一度だけ

本年度、当山報恩講法要は、去る5日に無事にお勤めすることが出来ました。ご協力をいただいた役員、婦人会の皆さま、ご参拝をいただいた皆さまに篤く御礼を申し上げます。コロナ禍以来、取りやめていた多くのご法中をお招きしてのお勤めとお斎を再開し、久しぶりに賑やかな法要となりました。昨年帰国した姉、現在東京在住である娘と息子も揃い、我が家も三世代勢ぞろいでお参り出来たことは大きな喜びとなりました。

滅多にないことは、特別な感じが増すものです。

少し前のことになりすが、前住職(父)と二人連れで谷川岳に行ってきました。

このところ足の悪くなった父に、車内から紅葉が眺められれば良いだろうと向かったのですが、到着したら「ロープウェイに乗る」と言いだして・・・

ロープウェイが足の不自由な人にも優しいフラットな作りであったことも幸いし、手を添えながら、なんとか頂上まで行くことが出来ました。
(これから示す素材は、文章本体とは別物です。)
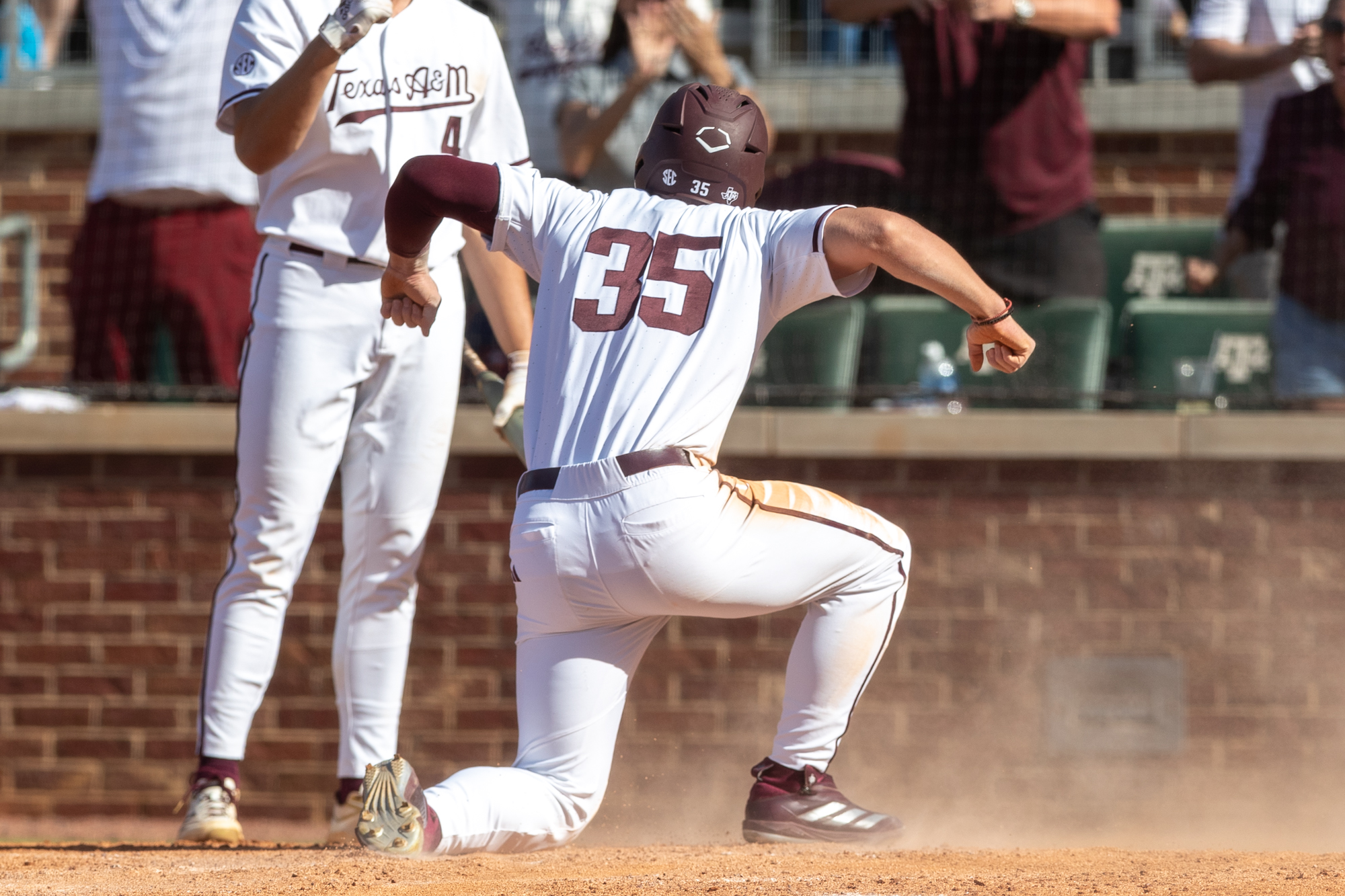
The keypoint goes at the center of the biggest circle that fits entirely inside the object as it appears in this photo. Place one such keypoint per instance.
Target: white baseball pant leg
(603, 560)
(326, 382)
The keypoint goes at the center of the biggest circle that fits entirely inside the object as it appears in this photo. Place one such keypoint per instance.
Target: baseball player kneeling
(653, 302)
(328, 107)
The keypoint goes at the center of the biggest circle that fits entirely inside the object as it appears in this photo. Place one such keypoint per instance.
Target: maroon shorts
(139, 272)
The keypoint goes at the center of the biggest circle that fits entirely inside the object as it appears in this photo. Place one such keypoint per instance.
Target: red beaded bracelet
(995, 321)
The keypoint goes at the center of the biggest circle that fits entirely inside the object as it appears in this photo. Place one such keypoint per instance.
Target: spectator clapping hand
(1308, 41)
(653, 41)
(700, 41)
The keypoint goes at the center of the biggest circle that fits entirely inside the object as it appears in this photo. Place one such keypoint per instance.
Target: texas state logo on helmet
(708, 145)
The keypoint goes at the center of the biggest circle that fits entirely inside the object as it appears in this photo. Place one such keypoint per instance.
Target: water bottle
(938, 374)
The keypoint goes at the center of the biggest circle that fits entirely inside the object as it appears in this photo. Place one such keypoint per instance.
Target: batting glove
(516, 384)
(353, 21)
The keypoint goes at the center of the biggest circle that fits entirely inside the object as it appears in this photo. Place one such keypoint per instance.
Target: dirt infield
(135, 869)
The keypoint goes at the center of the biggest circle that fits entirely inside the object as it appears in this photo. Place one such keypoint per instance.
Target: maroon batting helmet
(708, 145)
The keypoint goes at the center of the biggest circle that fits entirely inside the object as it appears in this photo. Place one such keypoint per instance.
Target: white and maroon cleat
(804, 806)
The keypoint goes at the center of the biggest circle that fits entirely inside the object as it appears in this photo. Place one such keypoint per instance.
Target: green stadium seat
(1067, 370)
(899, 326)
(1145, 259)
(816, 346)
(1233, 334)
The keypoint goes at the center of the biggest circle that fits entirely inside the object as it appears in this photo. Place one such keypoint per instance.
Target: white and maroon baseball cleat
(212, 811)
(804, 806)
(395, 818)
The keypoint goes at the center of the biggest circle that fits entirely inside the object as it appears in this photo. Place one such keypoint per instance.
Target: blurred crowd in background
(995, 155)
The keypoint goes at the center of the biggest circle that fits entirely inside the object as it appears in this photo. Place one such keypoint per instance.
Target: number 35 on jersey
(670, 296)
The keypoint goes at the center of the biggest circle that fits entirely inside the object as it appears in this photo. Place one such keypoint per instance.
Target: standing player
(328, 108)
(653, 302)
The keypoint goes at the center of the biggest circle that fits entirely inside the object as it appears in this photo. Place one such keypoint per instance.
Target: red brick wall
(108, 565)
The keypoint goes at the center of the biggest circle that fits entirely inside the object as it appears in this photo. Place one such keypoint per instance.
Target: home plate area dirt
(132, 869)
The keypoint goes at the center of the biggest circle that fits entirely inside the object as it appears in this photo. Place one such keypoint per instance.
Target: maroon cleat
(789, 806)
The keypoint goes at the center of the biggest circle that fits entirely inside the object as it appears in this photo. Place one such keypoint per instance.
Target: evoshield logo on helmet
(707, 145)
(728, 140)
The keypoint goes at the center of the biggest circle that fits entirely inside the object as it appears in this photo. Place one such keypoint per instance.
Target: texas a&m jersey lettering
(669, 296)
(447, 85)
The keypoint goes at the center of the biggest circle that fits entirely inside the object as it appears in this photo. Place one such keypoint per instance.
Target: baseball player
(328, 107)
(652, 304)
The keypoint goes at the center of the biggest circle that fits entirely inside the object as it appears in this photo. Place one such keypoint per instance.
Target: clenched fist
(411, 295)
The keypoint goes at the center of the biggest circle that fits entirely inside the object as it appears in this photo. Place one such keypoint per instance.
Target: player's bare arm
(856, 239)
(1215, 60)
(1077, 19)
(268, 128)
(428, 190)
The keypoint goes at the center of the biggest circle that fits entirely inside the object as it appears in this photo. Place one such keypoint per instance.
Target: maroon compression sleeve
(431, 189)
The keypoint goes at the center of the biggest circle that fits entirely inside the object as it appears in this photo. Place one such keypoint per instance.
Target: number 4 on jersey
(658, 287)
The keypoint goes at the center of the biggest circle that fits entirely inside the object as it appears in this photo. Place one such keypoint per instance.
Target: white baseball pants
(328, 384)
(603, 560)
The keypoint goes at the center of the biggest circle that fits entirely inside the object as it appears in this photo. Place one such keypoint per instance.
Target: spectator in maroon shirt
(996, 147)
(1301, 181)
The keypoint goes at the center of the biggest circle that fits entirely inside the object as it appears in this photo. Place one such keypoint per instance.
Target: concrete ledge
(769, 432)
(68, 108)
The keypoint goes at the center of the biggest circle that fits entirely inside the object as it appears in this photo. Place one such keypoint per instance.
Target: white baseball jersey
(434, 76)
(680, 295)
(159, 69)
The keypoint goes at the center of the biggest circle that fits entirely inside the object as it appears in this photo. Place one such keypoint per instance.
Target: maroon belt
(309, 251)
(630, 464)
頂上から二人で美しい景色を眺めながら、「あぁ、父とこの景色を眺めるのは、きっとこれが最後だな」と思ったことでした。

 

しかし、ふと、以前、築地本願寺の掲示板に「米寿もニ十歳も一度だけ 人生初事ばかりなり」とあったのを思い出しました。旅行や記念日、特別なことがあるなしに関わらず、この今、この瞬間は一度だけ。一度だけであるなら、実は毎日が、今が、いつだって最後で特別。その滅多にない特別をきちんと味わい、大切に、感謝の日々を送ってまいりたいと思いました。